Von der Gindelalm aus, wieder ausgeruht und gestärkt, machten wir uns auf den Heimweg zum Gruberhof, wo uns leckere Pizza und für die Pferde ihr bekanntes Quartier wartete. Der Heimritt am dritten und letzten Tag brachte uns wieder herrliche Trab- und Töltstrecken. Das tat uns und den Pferden sehr gut, nachdem wir am Tag zuvor nur Schritt geritten waren. Sena war wieder in ihre altbekannte Hektik gefallen. Ich musste sie mit Trense reiten, denn sie war nicht entspannt genug, um sie nur mit Halfter zu reiten. Aber es machte mir keinesfalls was aus, denn ich musste immer daran denken, was dieses Pferd doch für ein Vertrauen zu mir hat. Sie merkte einfach, dass es heimwärts ging und ging halt sehr flott vorwärts. Und dass sie mir an der Mangfall beim Aufsteigen auf ihrer blinden Seite auf meinen kleinen Zeh stieg, nahm ich ihr auch nicht übel, obwohl es wirklich etwas Schöneres gibt beim Wanderreiten! Ich dache mir nur: Besser das, als noch mal durch den Morast reiten! Im Kloster Reutberg stärkten wir uns und ich kühlte meinen kaputten Zeh. Bald ritten wir am Hackensee vorbei und waren kurz darauf auch schon wieder in Dietramszell am Wanderreitstall.
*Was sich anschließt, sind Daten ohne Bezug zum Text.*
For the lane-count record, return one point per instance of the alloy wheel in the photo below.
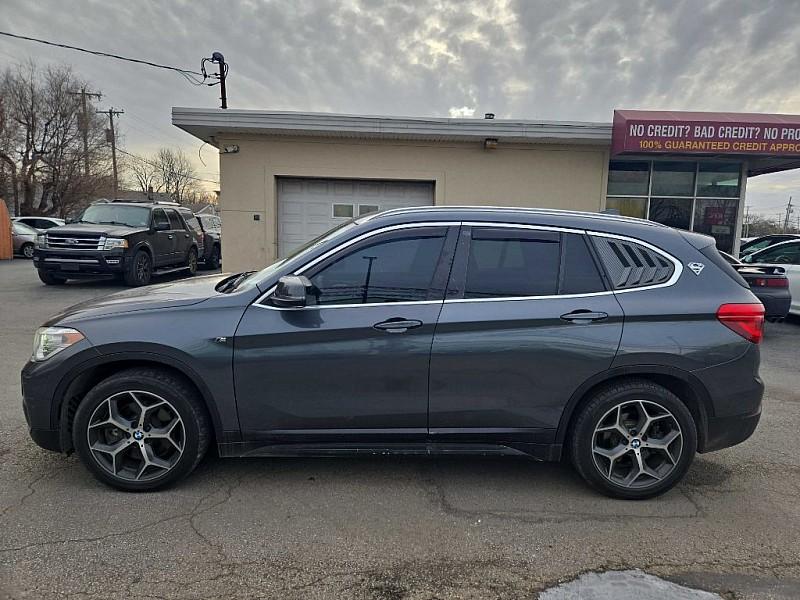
(136, 435)
(637, 443)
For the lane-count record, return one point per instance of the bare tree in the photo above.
(41, 141)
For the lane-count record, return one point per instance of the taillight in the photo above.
(745, 319)
(777, 282)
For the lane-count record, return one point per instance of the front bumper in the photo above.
(43, 387)
(81, 263)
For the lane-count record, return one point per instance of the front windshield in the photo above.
(117, 214)
(23, 229)
(305, 248)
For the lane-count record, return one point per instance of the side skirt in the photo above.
(541, 452)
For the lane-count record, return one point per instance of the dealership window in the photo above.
(673, 179)
(628, 178)
(718, 180)
(702, 196)
(629, 207)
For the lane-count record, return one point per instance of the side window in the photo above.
(398, 269)
(787, 254)
(631, 265)
(159, 218)
(579, 274)
(508, 262)
(174, 219)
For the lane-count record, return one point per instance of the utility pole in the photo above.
(85, 124)
(789, 211)
(217, 58)
(747, 221)
(111, 137)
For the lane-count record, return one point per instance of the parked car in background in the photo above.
(785, 254)
(23, 238)
(424, 330)
(40, 222)
(765, 241)
(131, 240)
(208, 236)
(770, 285)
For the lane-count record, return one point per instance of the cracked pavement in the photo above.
(385, 527)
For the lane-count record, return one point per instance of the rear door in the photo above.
(526, 320)
(163, 239)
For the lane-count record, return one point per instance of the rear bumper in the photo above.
(724, 432)
(776, 303)
(80, 263)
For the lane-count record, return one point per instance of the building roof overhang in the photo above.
(210, 125)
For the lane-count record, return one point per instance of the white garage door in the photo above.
(308, 208)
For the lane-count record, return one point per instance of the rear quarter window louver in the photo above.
(630, 265)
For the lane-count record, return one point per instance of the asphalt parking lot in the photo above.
(385, 527)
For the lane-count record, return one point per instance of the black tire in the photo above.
(180, 395)
(212, 262)
(582, 441)
(191, 261)
(27, 250)
(140, 270)
(48, 278)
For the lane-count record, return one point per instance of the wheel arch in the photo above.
(681, 383)
(73, 389)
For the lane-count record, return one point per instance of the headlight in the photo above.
(114, 243)
(52, 340)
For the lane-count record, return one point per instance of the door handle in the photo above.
(584, 316)
(397, 325)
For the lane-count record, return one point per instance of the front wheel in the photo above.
(633, 440)
(141, 429)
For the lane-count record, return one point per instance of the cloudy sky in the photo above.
(564, 60)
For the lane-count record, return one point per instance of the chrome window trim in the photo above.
(344, 245)
(670, 282)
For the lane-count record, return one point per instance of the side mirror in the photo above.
(291, 292)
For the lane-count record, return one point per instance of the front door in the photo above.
(353, 365)
(526, 321)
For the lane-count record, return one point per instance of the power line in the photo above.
(186, 73)
(152, 164)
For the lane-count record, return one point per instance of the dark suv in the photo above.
(209, 237)
(130, 240)
(623, 344)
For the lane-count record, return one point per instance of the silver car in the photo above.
(24, 238)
Diese ca. 88 km in drei Tagen haben Sena und ich Alles in Allem sehr gut überstanden. Mein blau-violetter Zeh ist am Abheilen und Sena hat sich sichtlich gefreut, wieder in ihrem schönen Offenstall bei ihrem Santos zu sein. Ich nahm mir vor, Santos nicht mehr alleine zu lassen, denn er war außer sich vor Freude, dass seine Mama wieder da war. Klar hatte er ja noch andere Pferde bei sich, aber das ist nicht dasselbe für ihn. Ich dachte mir jedenfalls, dass ich das Reiten mit Sena alleine nicht unbedingt noch mal haben muss. Santos gehört auch dazu und ebenso mein Mann Andreas. Deshalb strebe ich an, den nächsten Wanderritt mit Mann und Santos zusammen zu unternehmen. Na, dann werden wir bald schon mal das Üben zu viert anfangen, würd ich sagen!